At the time of writing, the TFAMC had met once in 2015 and 2016 respectively and is scheduled to meet in June and September 2016 then again in 2017. While some common ground on overarching goals and principles has crystallized, the more fundamental agreement on the core objective of the abovementioned mechanism and its institutional dimension remains entirely absent. One of the TFAMC’s key challenges is how to address the various interrelated choices on key features of a future mechanism. For instance its substantive mandate, its geographical scope; whether it should be part of the Arctic Council, the broader ACS or a more peripheral category of Arctic cooperative mechanisms; its relationship to (other) Arctic Council bodies; and the participatory status of Permanent Participants (and non-Arctic states).
Some Members also remained unconvinced about the need for any new body at all. This seems motivated at least to some extent by current budgetary constraints and concerns relating to institutional proliferation. Some may also feel the need to proceed cautiously to ensure coherence between their interests and positions in the TFAMC process and the recently commenced negotiations on a possible new UNCLOS Implementation Agreement on biodiversity in areas beyond national jurisdiction. Russia seemed to have more fundamental concerns relating to any initiative that could potentially lead to restrictions on economic development in the ‘Russian Arctic’.

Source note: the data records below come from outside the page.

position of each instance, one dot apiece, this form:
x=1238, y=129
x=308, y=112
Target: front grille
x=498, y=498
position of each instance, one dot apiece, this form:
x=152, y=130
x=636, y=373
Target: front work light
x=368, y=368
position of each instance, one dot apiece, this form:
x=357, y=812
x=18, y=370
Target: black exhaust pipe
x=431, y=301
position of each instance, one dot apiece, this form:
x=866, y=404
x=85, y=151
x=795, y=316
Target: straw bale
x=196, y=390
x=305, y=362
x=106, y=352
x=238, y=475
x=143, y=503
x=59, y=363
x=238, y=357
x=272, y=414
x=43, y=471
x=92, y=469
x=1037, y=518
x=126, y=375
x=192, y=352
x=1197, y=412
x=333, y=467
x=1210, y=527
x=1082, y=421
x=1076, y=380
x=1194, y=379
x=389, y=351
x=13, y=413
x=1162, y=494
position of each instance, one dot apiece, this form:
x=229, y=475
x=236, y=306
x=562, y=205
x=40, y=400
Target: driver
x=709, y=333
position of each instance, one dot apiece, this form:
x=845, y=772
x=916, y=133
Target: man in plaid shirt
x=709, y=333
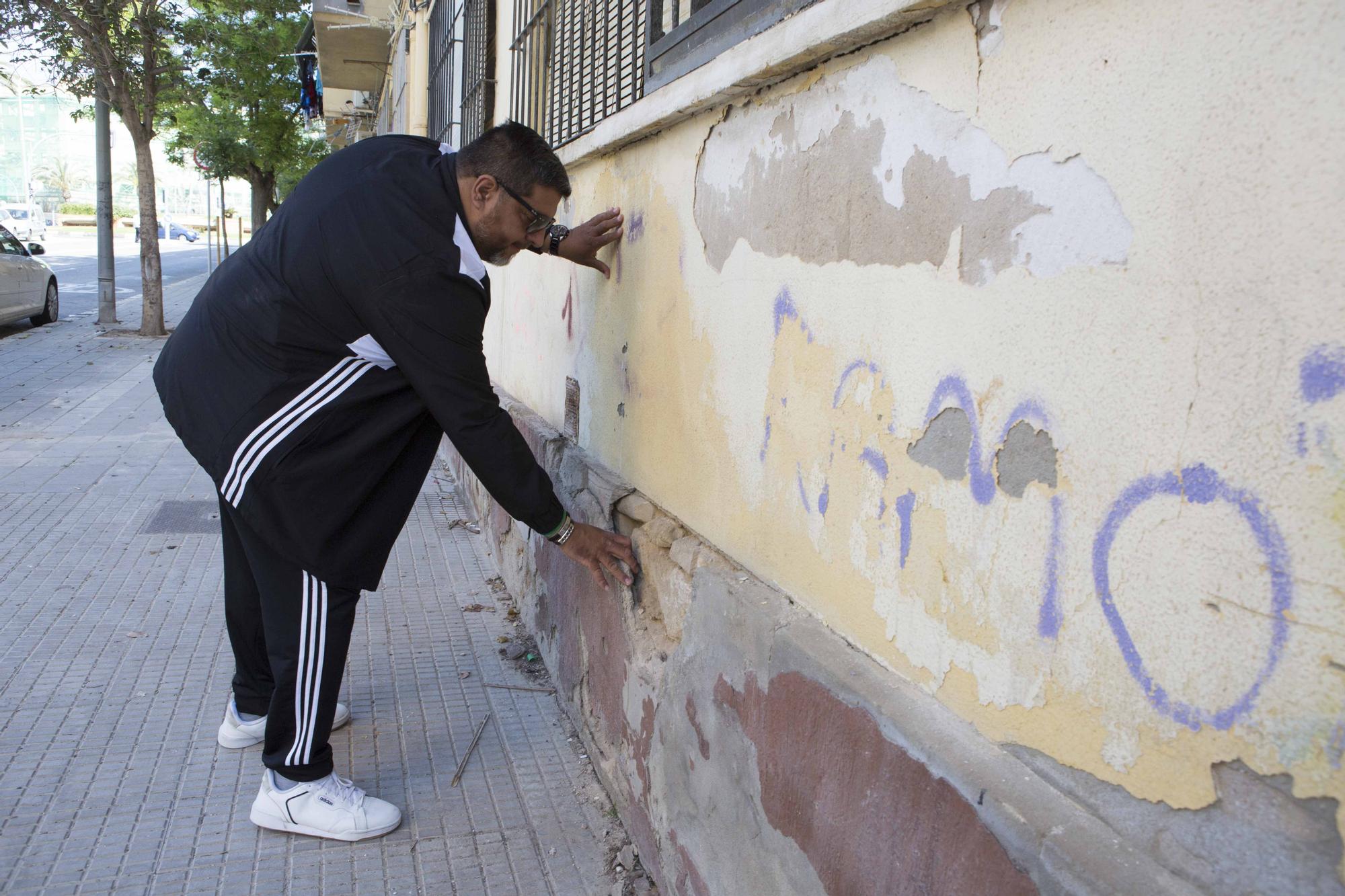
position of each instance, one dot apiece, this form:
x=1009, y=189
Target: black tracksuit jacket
x=319, y=364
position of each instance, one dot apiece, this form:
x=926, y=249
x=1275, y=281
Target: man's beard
x=493, y=249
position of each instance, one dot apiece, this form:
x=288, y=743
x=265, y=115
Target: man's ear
x=484, y=189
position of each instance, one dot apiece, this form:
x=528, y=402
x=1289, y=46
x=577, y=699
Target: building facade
x=972, y=380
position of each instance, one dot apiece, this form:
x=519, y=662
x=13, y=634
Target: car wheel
x=52, y=310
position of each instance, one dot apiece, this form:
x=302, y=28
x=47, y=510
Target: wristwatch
x=558, y=232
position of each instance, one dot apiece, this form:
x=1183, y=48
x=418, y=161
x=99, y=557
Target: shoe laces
x=344, y=788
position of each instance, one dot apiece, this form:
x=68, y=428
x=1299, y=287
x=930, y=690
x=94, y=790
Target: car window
x=10, y=245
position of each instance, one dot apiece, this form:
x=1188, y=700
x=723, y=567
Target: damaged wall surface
x=1011, y=350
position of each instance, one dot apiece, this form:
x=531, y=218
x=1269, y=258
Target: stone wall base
x=750, y=749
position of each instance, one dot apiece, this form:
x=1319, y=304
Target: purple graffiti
x=1030, y=411
x=845, y=374
x=875, y=459
x=785, y=307
x=953, y=386
x=906, y=503
x=1050, y=618
x=1196, y=485
x=1321, y=374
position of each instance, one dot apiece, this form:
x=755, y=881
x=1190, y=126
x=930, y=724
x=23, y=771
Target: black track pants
x=290, y=634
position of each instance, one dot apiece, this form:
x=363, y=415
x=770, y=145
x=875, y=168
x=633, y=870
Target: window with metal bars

Finally, the Arctic Council’s substantive mandate is almost unlimited, but significantly under-utilized. Yet, more optimal use and associated institutional change are constrained by existing (sub-)regional or bilateral instruments and bodies. In the context of the TFAMC, reference can be made to the OSPAR Commission, whose geographical competence extends all the way to the geographical North Pole. Even if the Arctic states would prefer the OSPAR Commission to relinquish part of its regulatory area, this is unlikely to secure the necessary support among the OSPAR Commission’s Membership. In many other scenarios, however, the Arctic states have no desire at all to replace or subsume existing (sub-)regional or bilateral instruments and bodies, or to preclude new (sub-)regional or bilateral instruments and bodies from being created. Pertinent examples are instruments and bodies relating to the conservation and management of marine mammals and fish stocks, for instance the currently ongoing Broader Process on international regulation of high seas fishing in the central Arctic Ocean. In view of the widening acceptance of ecosystem-based ocean management, however, one would expect increasingly closer coordination and cooperation between the Arctic Council and these formally stand-alone instruments and bodies.